Par un jugement n° 1501401 du 25 avril 2017, le tribunal administratif de Nice a rejeté ces demandes.
Procédure devant la cour :
Par une requête enregistrée le 13 juillet 2017, M.B..., représenté par Me D..., demande à la Cour :
1°) d'annuler le jugement du tribunal administratif de Nice du 25 avril 2017 en tant qu'il a rejeté sa demande ;
2°) de condamner le CHRU de Nice à lui verser la somme totale de 47 691 euros avec intérêts au taux légal à compter du 24 décembre 2014 ;
3°) de mettre à la charge du CHRU de Nice la somme de 3 000 euros au titre des dispositions de l'article L. 761-1 du code de justice administrative.
Il soutient que :
- une faute de retard de diagnostic et de traitement a été commise ;
- les préjudices subis sont directement imputables à cette faute ;
- à défaut, cette faute lui a fait perdre une chance d'échapper à l'aggravation de son état de santé ;
- il a subi des préjudices relatifs à la perte de gains professionnels actuels, à un déficit fonctionnel temporaire partiel et aux souffrances endurées.
Par deux mémoires enregistrés le 25 août 2017 et le 15 février 2019, la caisse primaire d'assurance maladie (CPAM) du Var, agissant au nom et pour le compte de la CPAM des Alpes-Maritimes, représentée par MeF..., demande à la Cour :
1°) d'annuler le jugement du tribunal administratif de Nice du 25 avril 2017 en tant qu'il a rejeté sa demande ;
2°) de condamner le CHRU de Nice à lui payer la somme de 10 001,50 euros au titre des débours et les intérêts au taux légal à compter du jour de la demande et la somme de 1 080 euros au titre de l'indemnité forfaitaire de gestion ;
3°) de mettre à la charge du CHRU de Nice la somme de 500 euros au titre des dispositions de l'article L. 761-1 du code de justice administrative.
Elle soutient que le montant des débours est établi par le relevé définitif de prestations et l'attestation d'imputabilité produits.
Par un mémoire en défense enregistré le 1er mars 2019, le CHRU de Nice, représenté par MeC..., demande à la Cour de rejeter la requête de M. B...et les conclusions de la CPAM du Var.
Il soutient que les moyens soulevés par M. B...et la CPAM du Var ne sont pas fondés.
Vu les autres pièces du dossier.
Vu :
- le code de la santé publique ;
- le code de la sécurité sociale ;
- le code de justice administrative.
Les parties ont été régulièrement averties du jour de l'audience.
Ont été entendus au cours de l'audience publique :
- le rapport de Mme Jorda-Lecroq,
- les conclusions de M. Argoud, rapporteur public,
- et les observations de MeD..., représentant M.B..., et de Me E..., substituant MeF..., représentant la CPAM du Var.
Considérant ce qui suit :
1. M. B...fait appel du jugement du tribunal administratif de Nice du 25 avril 2017 ayant rejeté sa demande tendant à la condamnation du CHRU de Nice à lui verser la somme totale de 47 691 euros avec intérêts au taux légal à compter du 24 décembre 2014 en réparation des préjudices qu'il estime avoir subis du fait de sa prise en charge par cet établissement.
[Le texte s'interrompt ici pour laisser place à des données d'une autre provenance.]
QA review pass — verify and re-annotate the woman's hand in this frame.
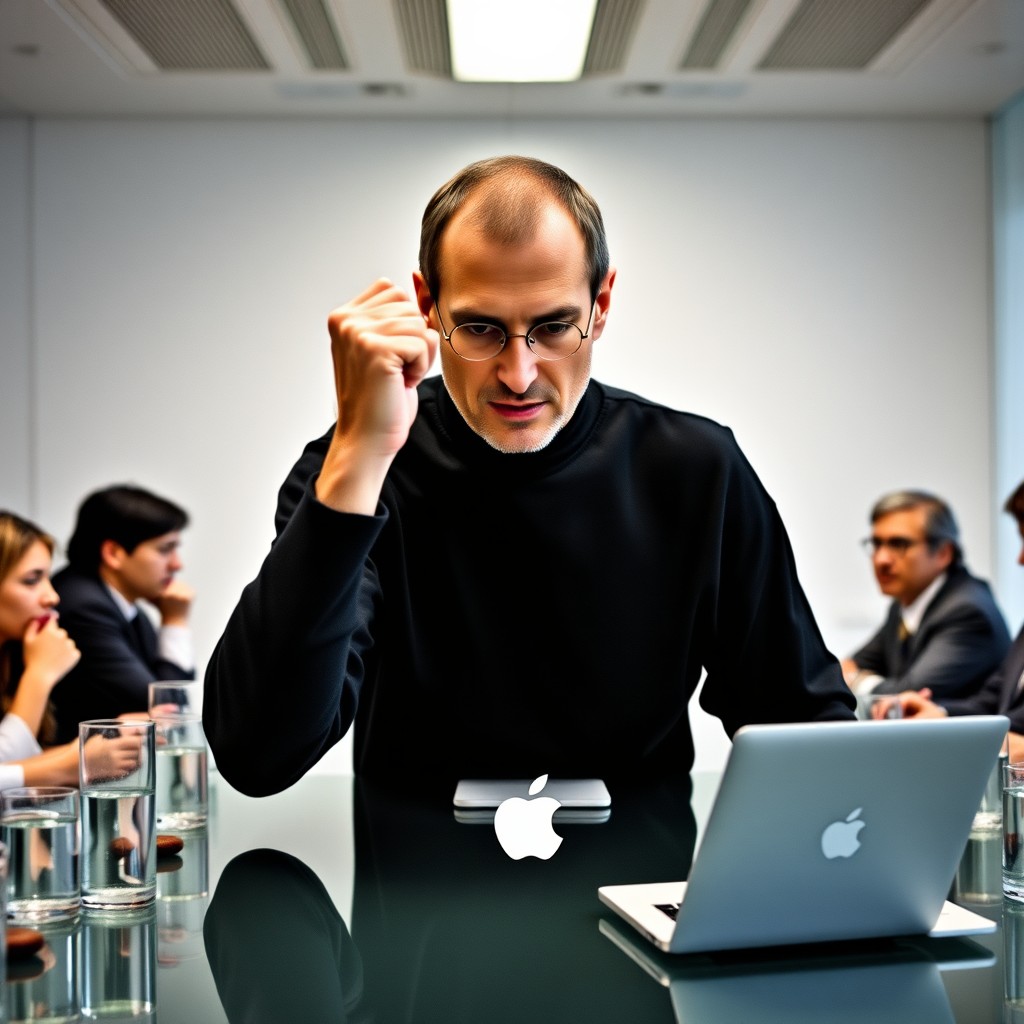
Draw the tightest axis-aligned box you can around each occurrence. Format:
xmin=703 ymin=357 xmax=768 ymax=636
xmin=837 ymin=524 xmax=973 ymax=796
xmin=18 ymin=615 xmax=82 ymax=696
La CPAM du Var, agissant au nom et pour le compte de la CPAM des Alpes-Maritimes, fait également appel de ce jugement et demande la condamnation du CHRU de Nice à lui payer la somme de 10 001,50 euros au titre des débours et les intérêts au taux légal à compter du jour de la demande ainsi que la somme de 1 080 euros au titre de l'indemnité forfaitaire de gestion.
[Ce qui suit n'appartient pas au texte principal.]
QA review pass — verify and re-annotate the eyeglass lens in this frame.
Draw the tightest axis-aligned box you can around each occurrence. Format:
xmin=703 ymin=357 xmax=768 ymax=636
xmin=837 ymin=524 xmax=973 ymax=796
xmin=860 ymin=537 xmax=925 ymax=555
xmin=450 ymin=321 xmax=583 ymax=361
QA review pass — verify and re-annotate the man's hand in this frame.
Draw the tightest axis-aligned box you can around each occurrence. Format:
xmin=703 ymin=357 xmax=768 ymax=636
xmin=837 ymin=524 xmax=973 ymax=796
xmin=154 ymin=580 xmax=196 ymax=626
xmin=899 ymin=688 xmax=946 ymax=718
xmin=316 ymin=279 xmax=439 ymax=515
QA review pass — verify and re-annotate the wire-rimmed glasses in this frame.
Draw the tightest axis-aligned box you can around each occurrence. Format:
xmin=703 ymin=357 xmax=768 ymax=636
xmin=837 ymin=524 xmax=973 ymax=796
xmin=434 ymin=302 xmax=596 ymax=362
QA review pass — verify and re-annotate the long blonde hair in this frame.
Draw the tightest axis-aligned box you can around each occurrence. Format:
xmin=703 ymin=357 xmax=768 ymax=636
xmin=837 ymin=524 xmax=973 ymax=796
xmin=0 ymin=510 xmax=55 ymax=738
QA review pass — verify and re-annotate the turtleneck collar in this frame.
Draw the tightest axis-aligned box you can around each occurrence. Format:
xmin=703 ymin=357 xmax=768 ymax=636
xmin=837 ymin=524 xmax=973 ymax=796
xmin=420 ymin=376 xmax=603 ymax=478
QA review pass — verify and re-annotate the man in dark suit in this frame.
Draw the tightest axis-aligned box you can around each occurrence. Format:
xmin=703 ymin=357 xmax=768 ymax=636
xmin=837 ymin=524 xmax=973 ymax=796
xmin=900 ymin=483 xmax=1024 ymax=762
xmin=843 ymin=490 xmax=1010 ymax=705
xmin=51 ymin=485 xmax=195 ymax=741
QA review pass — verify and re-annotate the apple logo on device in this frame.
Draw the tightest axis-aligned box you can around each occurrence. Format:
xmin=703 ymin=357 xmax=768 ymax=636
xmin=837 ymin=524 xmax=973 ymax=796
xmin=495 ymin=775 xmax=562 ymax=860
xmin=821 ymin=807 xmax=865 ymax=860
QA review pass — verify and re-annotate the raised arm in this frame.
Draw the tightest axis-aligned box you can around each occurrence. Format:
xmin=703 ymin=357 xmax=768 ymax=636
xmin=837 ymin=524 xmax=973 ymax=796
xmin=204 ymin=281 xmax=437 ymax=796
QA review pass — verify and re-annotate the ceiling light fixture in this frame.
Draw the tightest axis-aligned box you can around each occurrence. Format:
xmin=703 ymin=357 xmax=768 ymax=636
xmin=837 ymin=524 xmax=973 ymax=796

Sur le bien-fondé du jugement :
2. Aux termes de l'article L. 1142-1 du code de la santé publique : " I. Hors le cas où leur responsabilité est encourue en raison d'un défaut d'un produit de santé, les professionnels de santé mentionnés à la quatrième partie du présent code, ainsi que tout établissement, service ou organisme dans lesquels sont réalisés des actes individuels de prévention, de diagnostic ou de soins ne sont responsables des conséquences dommageables d'actes de prévention, de diagnostic ou de soins qu'en cas de faute (...) ". Ouvre droit à réparation le dommage corporel résultant de manière directe et certaine de la faute commise par le service public hospitalier. Dans le cas où celle-ci a compromis les chances d'un patient d'éviter l'aggravation de son état, le préjudice en résultant directement et qui doit être intégralement réparé n'est pas le dommage corporel constaté, mais la perte de chance d'éviter la survenue de ce dommage. La réparation qui incombe à l'hôpital doit alors être évaluée à une fraction du dommage corporel déterminée en fonction de l'ampleur de la chance perdue.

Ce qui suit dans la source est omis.